Pedestrians often seem outraged that people sometimes ride bikes on the path, while cyclists protest that they are doing no harm. ‘String ‘em up by the lycra’ one side says. ‘Pay more attention and don’t meander all over the place’ says the other.

As with so many things in life, things are rarely as black and white as they seem, and I guess I should immediately state that I have a vested interest in the debate. That’s because, as a motorist, I rarely drive anywhere that I can cycle. And as a cyclist I often don’t cycle anywhere that I can walk.

So, that’s three feet in three camps then!

Of course that’s made easier for me living and working here in Sticksville than in Swindon. For 23 years the supermarkets, the post office, the gym, the sport centre, the take aways, the pubs, clubs, library and where I work, have been within a mile radius of my home.

Why take a car when it’s more convenient and quicker to take a bike?

And that’s not to mention the other aspects, such as cheaper, healthier and better for the environment.

Oh… I just have.

And having sold my home and temporarily moved to rented accommodation, I can currently cycle to work in 90 seconds!

That’s if I am in a hurry. Otherwise I walk it in four minutes, but I take the same route whether walking or cycling, and part of that route is on a public footpath.

So, one day I might be walking when a cyclist passes me, the next I might be on my bike, riding past a pedestrian. And you know, as long as there is some courtesy shown to both parties, there is no reason for either to feel indignant or in danger.

Like surely any competent cyclist I can ride a bike slower than I regularly walk so, space permitting, I can pass a pedestrian at a speed that neither startles nor endangers them.

Swindon town centre though is a different kettle of fish. The entire population of Sticksville could probably fit into Regent Street at the same time, and on Saturday lunchtime it often seems they have.

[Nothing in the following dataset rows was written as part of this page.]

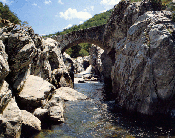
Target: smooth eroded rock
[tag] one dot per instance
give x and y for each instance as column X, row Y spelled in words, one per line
column 30, row 123
column 69, row 94
column 11, row 120
column 35, row 93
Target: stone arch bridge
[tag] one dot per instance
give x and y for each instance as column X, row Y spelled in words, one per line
column 92, row 35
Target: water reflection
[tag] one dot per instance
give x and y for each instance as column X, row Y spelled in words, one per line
column 95, row 118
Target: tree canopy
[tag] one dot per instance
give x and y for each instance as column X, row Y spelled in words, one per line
column 5, row 13
column 83, row 48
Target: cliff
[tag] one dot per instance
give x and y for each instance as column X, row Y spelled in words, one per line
column 143, row 48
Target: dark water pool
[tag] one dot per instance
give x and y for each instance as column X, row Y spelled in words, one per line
column 96, row 118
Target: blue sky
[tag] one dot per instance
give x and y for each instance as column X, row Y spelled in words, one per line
column 50, row 16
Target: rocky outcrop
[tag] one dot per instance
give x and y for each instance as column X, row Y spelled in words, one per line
column 95, row 61
column 11, row 120
column 30, row 123
column 138, row 58
column 143, row 72
column 69, row 94
column 5, row 95
column 31, row 68
column 35, row 93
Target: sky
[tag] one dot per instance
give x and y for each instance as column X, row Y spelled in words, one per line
column 50, row 16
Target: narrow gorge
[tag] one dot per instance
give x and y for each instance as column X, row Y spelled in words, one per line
column 133, row 55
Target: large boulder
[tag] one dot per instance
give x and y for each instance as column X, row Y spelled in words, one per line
column 35, row 93
column 5, row 95
column 4, row 67
column 143, row 72
column 30, row 123
column 11, row 120
column 56, row 113
column 69, row 94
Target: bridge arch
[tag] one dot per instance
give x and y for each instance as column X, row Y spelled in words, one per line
column 93, row 35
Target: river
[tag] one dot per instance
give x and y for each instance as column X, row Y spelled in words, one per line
column 96, row 118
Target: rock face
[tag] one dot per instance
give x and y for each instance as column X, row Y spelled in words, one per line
column 95, row 61
column 138, row 58
column 11, row 120
column 31, row 68
column 30, row 122
column 69, row 94
column 35, row 93
column 143, row 72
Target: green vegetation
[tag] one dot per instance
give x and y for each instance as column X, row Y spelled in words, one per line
column 5, row 13
column 102, row 18
column 83, row 48
column 96, row 20
column 79, row 50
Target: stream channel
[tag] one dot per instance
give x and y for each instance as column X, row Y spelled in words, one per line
column 96, row 118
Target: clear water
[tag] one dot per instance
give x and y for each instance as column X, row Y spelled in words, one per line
column 96, row 118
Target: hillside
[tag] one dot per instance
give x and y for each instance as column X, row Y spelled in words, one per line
column 5, row 13
column 83, row 48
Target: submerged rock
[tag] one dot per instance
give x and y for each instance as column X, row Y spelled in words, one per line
column 35, row 93
column 69, row 94
column 30, row 123
column 11, row 120
column 5, row 95
column 56, row 113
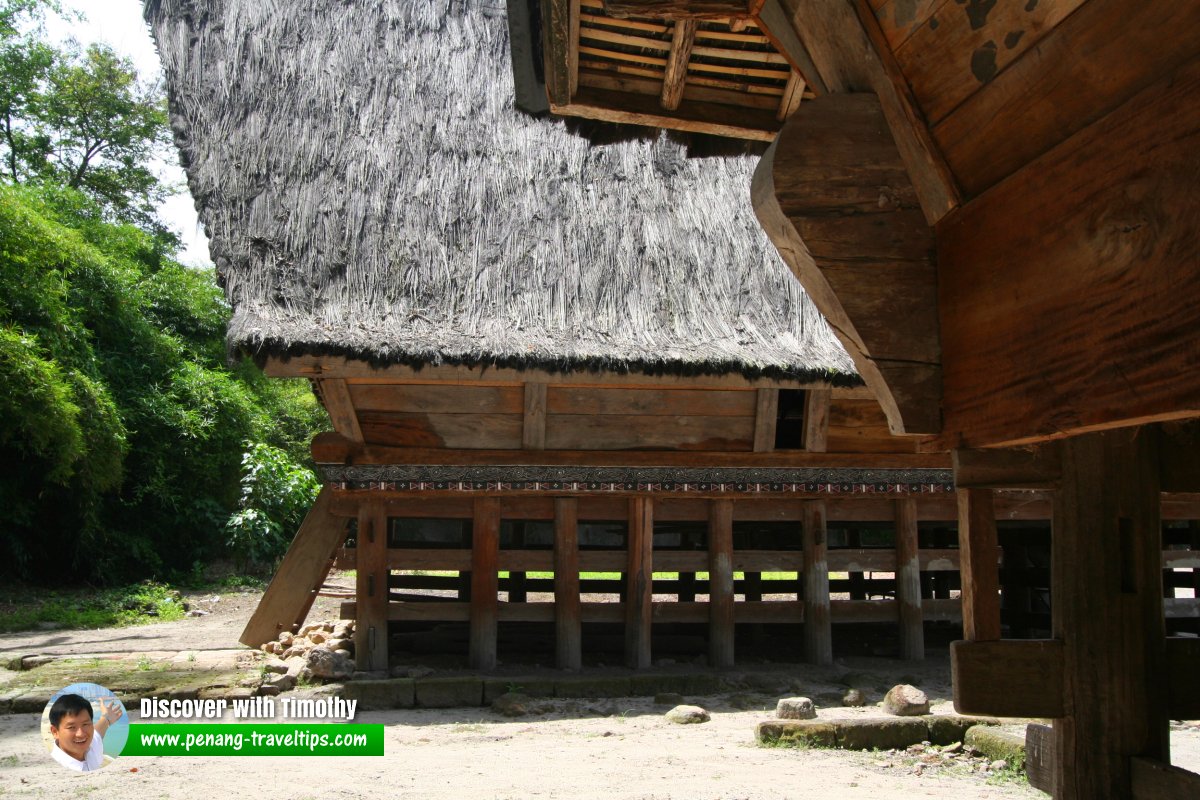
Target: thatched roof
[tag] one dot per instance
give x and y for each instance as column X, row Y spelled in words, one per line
column 369, row 191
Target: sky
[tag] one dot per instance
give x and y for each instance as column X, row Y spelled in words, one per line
column 119, row 24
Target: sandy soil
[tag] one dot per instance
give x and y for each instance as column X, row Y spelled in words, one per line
column 612, row 749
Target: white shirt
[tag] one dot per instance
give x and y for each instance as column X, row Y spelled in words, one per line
column 93, row 761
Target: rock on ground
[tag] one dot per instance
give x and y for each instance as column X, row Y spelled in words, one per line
column 688, row 715
column 796, row 708
column 906, row 701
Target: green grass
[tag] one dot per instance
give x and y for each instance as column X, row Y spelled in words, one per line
column 144, row 602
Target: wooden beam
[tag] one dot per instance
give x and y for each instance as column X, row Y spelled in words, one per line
column 688, row 10
column 1026, row 468
column 371, row 588
column 676, row 73
column 793, row 92
column 834, row 197
column 817, row 630
column 1013, row 678
column 639, row 583
column 533, row 428
column 847, row 59
column 1182, row 668
column 301, row 572
column 977, row 563
column 355, row 371
column 568, row 629
column 1153, row 780
column 556, row 31
column 1107, row 581
column 816, row 419
column 765, row 417
column 775, row 23
column 1109, row 263
column 1180, row 456
column 912, row 629
column 335, row 449
column 337, row 402
column 484, row 582
column 720, row 583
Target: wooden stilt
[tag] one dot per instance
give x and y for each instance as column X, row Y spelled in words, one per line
column 978, row 565
column 912, row 629
column 639, row 595
column 1108, row 612
column 817, row 630
column 371, row 627
column 720, row 583
column 568, row 629
column 484, row 582
column 301, row 572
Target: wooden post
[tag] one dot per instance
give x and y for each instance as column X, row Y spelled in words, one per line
column 485, row 555
column 305, row 566
column 912, row 629
column 1108, row 612
column 568, row 614
column 639, row 577
column 978, row 567
column 371, row 584
column 817, row 630
column 720, row 583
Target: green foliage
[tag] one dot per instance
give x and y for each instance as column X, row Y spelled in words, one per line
column 79, row 118
column 123, row 431
column 132, row 605
column 276, row 493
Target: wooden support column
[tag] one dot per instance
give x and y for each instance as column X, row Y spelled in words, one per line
column 912, row 629
column 485, row 553
column 817, row 629
column 371, row 588
column 720, row 583
column 1108, row 612
column 977, row 565
column 301, row 572
column 639, row 583
column 568, row 614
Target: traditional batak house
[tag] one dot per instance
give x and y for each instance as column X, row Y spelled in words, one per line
column 994, row 204
column 547, row 358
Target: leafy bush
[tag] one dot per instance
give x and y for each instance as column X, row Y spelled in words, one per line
column 276, row 493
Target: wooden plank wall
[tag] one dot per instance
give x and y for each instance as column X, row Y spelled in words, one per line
column 538, row 416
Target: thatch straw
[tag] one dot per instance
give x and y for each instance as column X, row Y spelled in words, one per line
column 370, row 191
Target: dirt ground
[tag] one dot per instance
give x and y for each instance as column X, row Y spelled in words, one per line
column 612, row 749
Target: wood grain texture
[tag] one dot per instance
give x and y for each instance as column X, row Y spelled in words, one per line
column 1011, row 678
column 341, row 408
column 666, row 402
column 484, row 576
column 1107, row 581
column 817, row 630
column 303, row 571
column 371, row 588
column 568, row 613
column 649, row 432
column 766, row 415
column 970, row 46
column 533, row 425
column 979, row 571
column 675, row 77
column 639, row 583
column 835, row 199
column 720, row 583
column 912, row 627
column 1096, row 60
column 1084, row 320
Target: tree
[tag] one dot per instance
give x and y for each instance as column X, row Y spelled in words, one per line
column 81, row 118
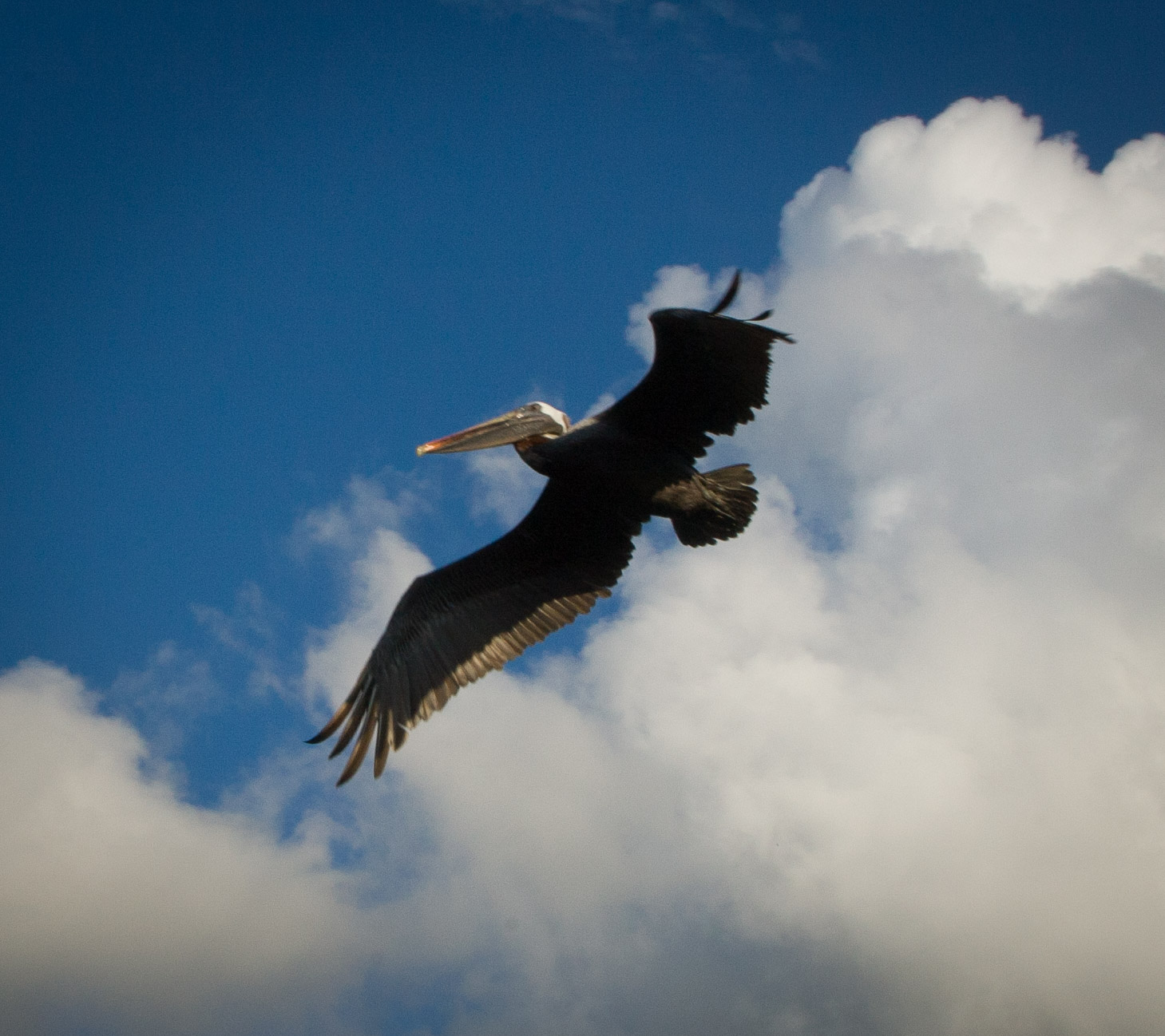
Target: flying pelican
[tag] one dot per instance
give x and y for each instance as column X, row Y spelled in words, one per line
column 606, row 476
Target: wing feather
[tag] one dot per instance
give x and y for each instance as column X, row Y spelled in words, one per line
column 711, row 374
column 461, row 622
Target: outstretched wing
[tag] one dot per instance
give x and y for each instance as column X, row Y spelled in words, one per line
column 456, row 624
column 710, row 374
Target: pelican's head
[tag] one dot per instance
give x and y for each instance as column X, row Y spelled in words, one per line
column 523, row 426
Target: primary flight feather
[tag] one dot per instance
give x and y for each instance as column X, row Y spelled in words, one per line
column 606, row 476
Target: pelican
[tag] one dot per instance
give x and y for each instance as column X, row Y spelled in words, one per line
column 606, row 476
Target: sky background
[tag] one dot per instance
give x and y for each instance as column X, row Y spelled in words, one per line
column 894, row 761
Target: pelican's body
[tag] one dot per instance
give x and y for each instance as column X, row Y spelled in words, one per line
column 606, row 476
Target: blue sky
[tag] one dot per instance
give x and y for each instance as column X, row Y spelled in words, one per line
column 252, row 256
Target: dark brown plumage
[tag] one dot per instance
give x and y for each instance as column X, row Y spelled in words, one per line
column 607, row 475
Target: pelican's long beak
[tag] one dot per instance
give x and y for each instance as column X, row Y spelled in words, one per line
column 509, row 427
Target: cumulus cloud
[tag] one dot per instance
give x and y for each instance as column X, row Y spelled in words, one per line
column 890, row 762
column 124, row 907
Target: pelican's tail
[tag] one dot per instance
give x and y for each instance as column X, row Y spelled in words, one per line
column 717, row 505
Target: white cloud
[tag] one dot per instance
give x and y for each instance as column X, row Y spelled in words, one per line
column 913, row 785
column 980, row 180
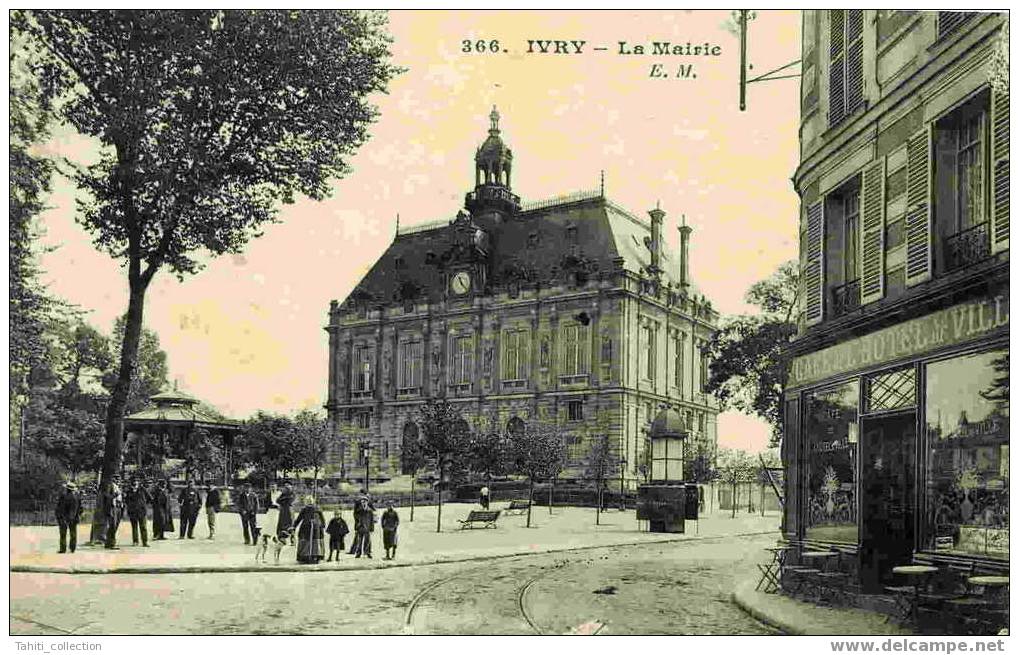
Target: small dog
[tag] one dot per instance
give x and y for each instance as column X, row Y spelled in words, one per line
column 277, row 543
column 284, row 539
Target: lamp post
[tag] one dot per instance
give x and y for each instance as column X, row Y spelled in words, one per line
column 366, row 450
column 623, row 469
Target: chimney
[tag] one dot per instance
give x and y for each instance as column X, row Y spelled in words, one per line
column 685, row 254
column 657, row 218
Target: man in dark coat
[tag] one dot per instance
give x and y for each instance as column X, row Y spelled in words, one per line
column 248, row 508
column 138, row 500
column 68, row 511
column 212, row 504
column 111, row 502
column 162, row 517
column 336, row 530
column 364, row 525
column 390, row 521
column 191, row 502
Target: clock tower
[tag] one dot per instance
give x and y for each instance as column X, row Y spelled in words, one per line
column 492, row 201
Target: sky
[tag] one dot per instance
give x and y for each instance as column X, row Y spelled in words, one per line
column 247, row 332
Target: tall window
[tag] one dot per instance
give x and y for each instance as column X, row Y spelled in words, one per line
column 516, row 353
column 574, row 350
column 967, row 417
column 462, row 368
column 361, row 374
column 678, row 371
column 969, row 169
column 852, row 255
column 705, row 369
column 647, row 338
column 845, row 64
column 411, row 356
column 832, row 442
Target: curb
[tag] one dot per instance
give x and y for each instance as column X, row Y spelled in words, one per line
column 46, row 568
column 740, row 598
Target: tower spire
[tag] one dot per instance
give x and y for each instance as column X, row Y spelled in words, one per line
column 494, row 117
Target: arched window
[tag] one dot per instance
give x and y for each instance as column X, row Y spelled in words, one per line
column 407, row 459
column 516, row 427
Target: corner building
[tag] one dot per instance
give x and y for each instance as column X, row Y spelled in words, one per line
column 897, row 416
column 568, row 311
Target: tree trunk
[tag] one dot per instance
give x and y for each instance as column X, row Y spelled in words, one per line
column 438, row 519
column 530, row 499
column 113, row 450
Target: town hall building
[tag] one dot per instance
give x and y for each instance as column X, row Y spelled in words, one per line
column 569, row 311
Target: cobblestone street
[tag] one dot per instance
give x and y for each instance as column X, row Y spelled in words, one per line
column 671, row 588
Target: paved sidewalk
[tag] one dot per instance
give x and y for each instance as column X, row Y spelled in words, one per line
column 33, row 549
column 798, row 617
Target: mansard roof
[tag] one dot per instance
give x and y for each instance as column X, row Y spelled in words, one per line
column 545, row 238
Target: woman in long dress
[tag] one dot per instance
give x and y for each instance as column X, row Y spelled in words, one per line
column 310, row 527
column 284, row 521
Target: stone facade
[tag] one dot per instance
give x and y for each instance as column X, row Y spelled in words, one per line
column 561, row 311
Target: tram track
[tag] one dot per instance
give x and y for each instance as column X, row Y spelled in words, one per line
column 521, row 597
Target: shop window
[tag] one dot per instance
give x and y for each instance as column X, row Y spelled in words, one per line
column 575, row 410
column 832, row 444
column 967, row 425
column 895, row 390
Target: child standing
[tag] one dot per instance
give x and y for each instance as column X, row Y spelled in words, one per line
column 336, row 530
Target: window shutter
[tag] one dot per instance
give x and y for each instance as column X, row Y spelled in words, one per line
column 1000, row 170
column 918, row 255
column 872, row 233
column 837, row 66
column 854, row 60
column 505, row 369
column 524, row 355
column 814, row 273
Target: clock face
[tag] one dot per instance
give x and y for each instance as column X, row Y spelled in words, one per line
column 461, row 283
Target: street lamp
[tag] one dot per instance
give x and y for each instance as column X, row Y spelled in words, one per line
column 366, row 450
column 623, row 469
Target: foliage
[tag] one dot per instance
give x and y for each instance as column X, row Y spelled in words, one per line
column 29, row 183
column 538, row 453
column 269, row 444
column 700, row 465
column 205, row 456
column 66, row 426
column 151, row 371
column 446, row 434
column 750, row 355
column 489, row 453
column 37, row 481
column 312, row 440
column 207, row 120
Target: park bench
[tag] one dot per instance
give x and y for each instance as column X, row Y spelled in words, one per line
column 518, row 506
column 486, row 517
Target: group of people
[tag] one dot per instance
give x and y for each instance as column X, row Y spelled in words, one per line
column 309, row 527
column 114, row 502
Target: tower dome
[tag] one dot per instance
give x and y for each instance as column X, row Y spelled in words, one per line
column 492, row 168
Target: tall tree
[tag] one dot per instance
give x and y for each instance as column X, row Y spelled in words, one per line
column 598, row 465
column 312, row 436
column 539, row 453
column 207, row 120
column 750, row 353
column 29, row 185
column 444, row 434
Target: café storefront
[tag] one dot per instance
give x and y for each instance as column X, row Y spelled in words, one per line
column 897, row 442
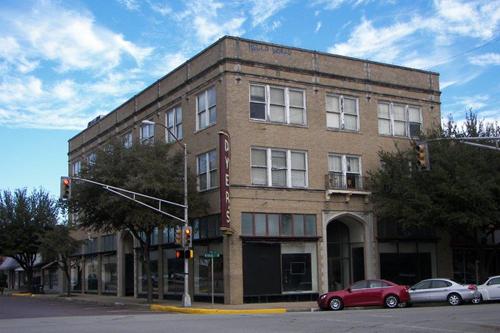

With that many people around it’s difficult to see how a cyclist could either safely
ride a bike, or would want to try. It would be quicker and safer to get off and push.

So under those conditions of course it’s to be expected that cycling shouldn’t take place, and the fixed fine that I believe applies looks justified.

But if you happen to be in the same area at 7:30pm on Wednesday, the greatest danger facing pedestrian or cyclist is the tumbleweed blowing down the street.

Same place, different time, different conditions and surely little reason for the same rules to apply. Should you run the risk of a hefty fine from a community police officer for cycling slowly, carefully and safely, just because thousands of people were on the street on Saturday, but are now at home watching Coronation Street?

One of the busiest roads in the county runs through my town, and it is surely the most dangerous place to cycle here. To travel east to west necessitates either fighting for space on the road alongside HGVs and the countless refuse lorries that use it, or finding a safer route that might involve a footpath or two.

And I know what I tell my nearest and dearest to do. Make sure you are wearing your cycling helmet, cycle as slowly as necessary (or walk) when on the pavement and try to get home without exposing yourself to too much danger from the traffic.

How many fines would I be prepared to pay before I felt it more justifiable for my loved ones to be killed under the wheels of a lorry?

So, in conclusion, it’s possible to cycle on a pavement without being dangerous, but there are some who chose to do one without caring about doing the other.

Just as it’s possible for some people to walk safely on the pavement, while others are dangerous in the road when they cross it.

And some people drive carefully and within the speed limit, while others pay no heed to sense or surroundings.

Some people would be a danger to others whatever they were up to, but you can’t ban everyone from doing everything.

Show some courtesy and consideration and a lot of the complaints would melt away.